I shook my head and told myself "It's just film. It's just a film. It's just a film". "I know it's just film would you stop talking to yourself" I consoled myself. I turned off all my light and went to bed. But just when I was going to throw myself in bed a question stroked "Should I check my bed?" Come on! why would you check your bed? You have slept here yesterday and day before that. Nothing happened" Still" Ok but make it quick we're not making any horror movies and there is no horror music in the background" Sure I will make it in a blink of an eye."
After this conversation to myself, I stretched my neck and bent my head. To have a clear view I curved my body and look towards the end of the bed."Nothing, see," I told to myself. Then as my head turned just about rightwards, I think I saw something. I pulled my head up without wasting any second. Damn those horror movies, now I could feel goosebumps all over my hand. Gathering all the courage I thought "There isn't anything such as ghost and all. It's all in your mind" and consoled myself. "Even if there's any I am a grown-up man, and nothing can scare me." With a false motivation inside my head, I was still scared as hell, after all, those one-eyed bloody nun figure running around wouldn't leave my mind. Again I moved my head slowly below the bed griping very hard on my blanket above the bed.
I took a look very slowly, and after what I saw, send cold and shivering goosebumps through my spine. I yelled "BHOOOOT" as I pulled my head and wrapped myself inside the blanket looking like a caterpillar formed into a pupa. I think my heart fell right out of my chest for a while after what I saw down there. I could feel my heart beating out loud as it went THUMP!!! THUMP!!! THUMP!!! as I pressed my hands against my chest. Those scary shiny two eyes could make anyone pee on themselves.
I couldn't think of anything.

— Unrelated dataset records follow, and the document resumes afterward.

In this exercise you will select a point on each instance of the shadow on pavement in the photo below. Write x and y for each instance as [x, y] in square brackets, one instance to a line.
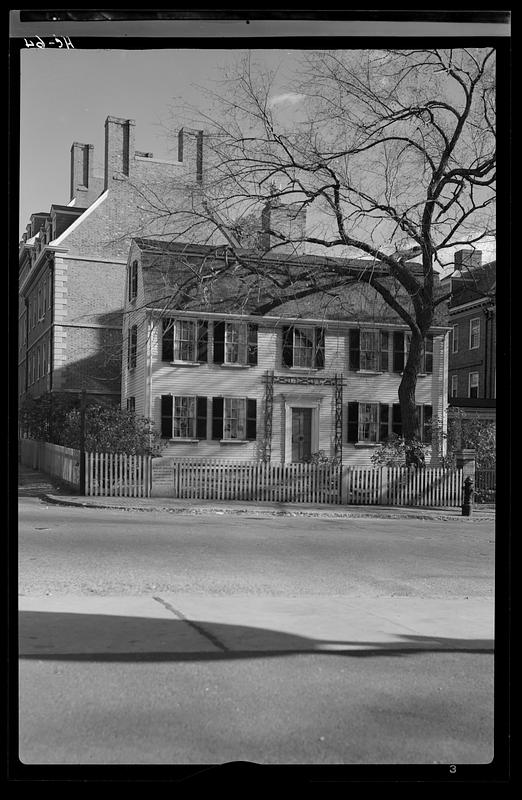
[100, 637]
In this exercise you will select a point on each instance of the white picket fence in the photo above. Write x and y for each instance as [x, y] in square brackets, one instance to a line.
[276, 483]
[117, 475]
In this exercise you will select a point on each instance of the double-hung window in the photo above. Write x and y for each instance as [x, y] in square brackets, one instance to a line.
[303, 347]
[474, 333]
[234, 418]
[132, 346]
[368, 422]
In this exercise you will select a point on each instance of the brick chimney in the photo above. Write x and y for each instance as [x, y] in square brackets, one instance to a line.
[190, 152]
[81, 169]
[119, 148]
[287, 219]
[466, 260]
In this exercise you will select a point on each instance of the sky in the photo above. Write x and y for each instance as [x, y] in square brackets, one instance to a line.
[66, 95]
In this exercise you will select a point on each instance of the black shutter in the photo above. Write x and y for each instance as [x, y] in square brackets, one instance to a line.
[217, 417]
[219, 344]
[428, 354]
[384, 419]
[288, 346]
[201, 417]
[319, 350]
[251, 419]
[427, 433]
[252, 345]
[167, 340]
[355, 349]
[353, 422]
[398, 351]
[396, 419]
[166, 416]
[202, 340]
[384, 365]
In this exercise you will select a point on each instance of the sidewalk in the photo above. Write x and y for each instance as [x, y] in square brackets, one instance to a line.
[32, 483]
[112, 626]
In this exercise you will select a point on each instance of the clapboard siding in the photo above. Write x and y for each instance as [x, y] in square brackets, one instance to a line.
[153, 378]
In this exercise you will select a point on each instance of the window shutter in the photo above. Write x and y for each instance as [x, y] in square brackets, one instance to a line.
[202, 354]
[355, 350]
[288, 346]
[385, 338]
[201, 417]
[251, 434]
[396, 419]
[353, 422]
[398, 351]
[428, 354]
[384, 419]
[319, 350]
[167, 340]
[219, 344]
[252, 345]
[427, 433]
[217, 417]
[166, 416]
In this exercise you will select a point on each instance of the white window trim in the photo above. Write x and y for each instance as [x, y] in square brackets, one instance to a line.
[474, 347]
[470, 387]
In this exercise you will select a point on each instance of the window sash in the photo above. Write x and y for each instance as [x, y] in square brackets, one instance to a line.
[234, 418]
[235, 343]
[185, 340]
[368, 422]
[304, 347]
[474, 333]
[184, 417]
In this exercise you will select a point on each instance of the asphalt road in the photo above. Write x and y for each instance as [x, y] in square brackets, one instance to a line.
[69, 550]
[376, 706]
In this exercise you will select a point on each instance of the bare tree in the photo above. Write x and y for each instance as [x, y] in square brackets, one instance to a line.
[392, 153]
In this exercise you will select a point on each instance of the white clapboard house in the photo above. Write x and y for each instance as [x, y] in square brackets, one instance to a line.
[220, 381]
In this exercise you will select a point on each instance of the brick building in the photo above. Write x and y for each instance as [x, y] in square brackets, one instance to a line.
[472, 317]
[72, 260]
[219, 379]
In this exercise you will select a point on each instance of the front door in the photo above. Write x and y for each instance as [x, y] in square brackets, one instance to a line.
[301, 434]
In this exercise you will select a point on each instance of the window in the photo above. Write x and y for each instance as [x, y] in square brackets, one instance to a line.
[454, 386]
[133, 280]
[368, 422]
[183, 417]
[473, 384]
[184, 340]
[455, 339]
[303, 347]
[234, 418]
[132, 347]
[474, 333]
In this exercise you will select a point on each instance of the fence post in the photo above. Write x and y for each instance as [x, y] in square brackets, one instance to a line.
[465, 460]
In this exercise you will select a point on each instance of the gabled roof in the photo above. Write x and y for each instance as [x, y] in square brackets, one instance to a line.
[215, 278]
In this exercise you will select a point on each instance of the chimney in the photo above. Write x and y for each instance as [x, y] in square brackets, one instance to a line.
[119, 148]
[81, 169]
[190, 152]
[466, 260]
[287, 219]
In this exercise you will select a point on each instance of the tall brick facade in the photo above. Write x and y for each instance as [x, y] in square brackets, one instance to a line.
[76, 254]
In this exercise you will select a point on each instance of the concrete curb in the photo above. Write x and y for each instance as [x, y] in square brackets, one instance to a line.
[352, 513]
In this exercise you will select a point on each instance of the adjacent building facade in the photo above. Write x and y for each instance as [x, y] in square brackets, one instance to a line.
[472, 352]
[72, 262]
[233, 384]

Now I thought to myself "That one-eyed bloody nun figure running around have turned into two-eyed bloody nun figure hiding under my bed." Or maybe a different monster was under my bed? What should I do? What will the monster under my bed with me? What do I do? As these questions echoed in my head, I began to shrink myself wrapping into those blanket more and more. Nothing came up on my head as it went blank with nothing but those devilish scary black shiny eyes. So I shut my eyes very tightly and began to pray to god. I was scared as well. And as I started to pray, a very moment later, I heard some voices calling my name. The voices began to close up on me nearer and nearer.
Then I heard a loud noise "THUD" out of nowhere, which made me pull my blanket in which I was wrapped up. As I slowly pulled my blanket only to peek, I saw my Mom and Dad with very worried and restless faces. I was so happy to see them. Then they asked me about the scream earlier. I told them that there's a monster under my bed. They both looked at each other and began laughing out loud. As they were making fun of me, I swore that I saw one with very evil scary eyes just a moment ago.
They both stopped laughing and my Dad and Mom both took a look at under my bed. My Dad then bent over and told me "Is this your Monster?" as he pulled out a Teddy Bear. And then they both started laughing at my silliness again. "Damn that Teddy bear." "And Damn those horror movies too," I told to myself. And I was so shy that I was scared of my own Teddy Bear that I used to play as a kid. Now to this date, I remember this incident and laugh at myself for being such a coward and idiot at the same time. But still to this date that Teddy Bear stays with me, not as a monster under my bed rather as a sweet and idiotic memory.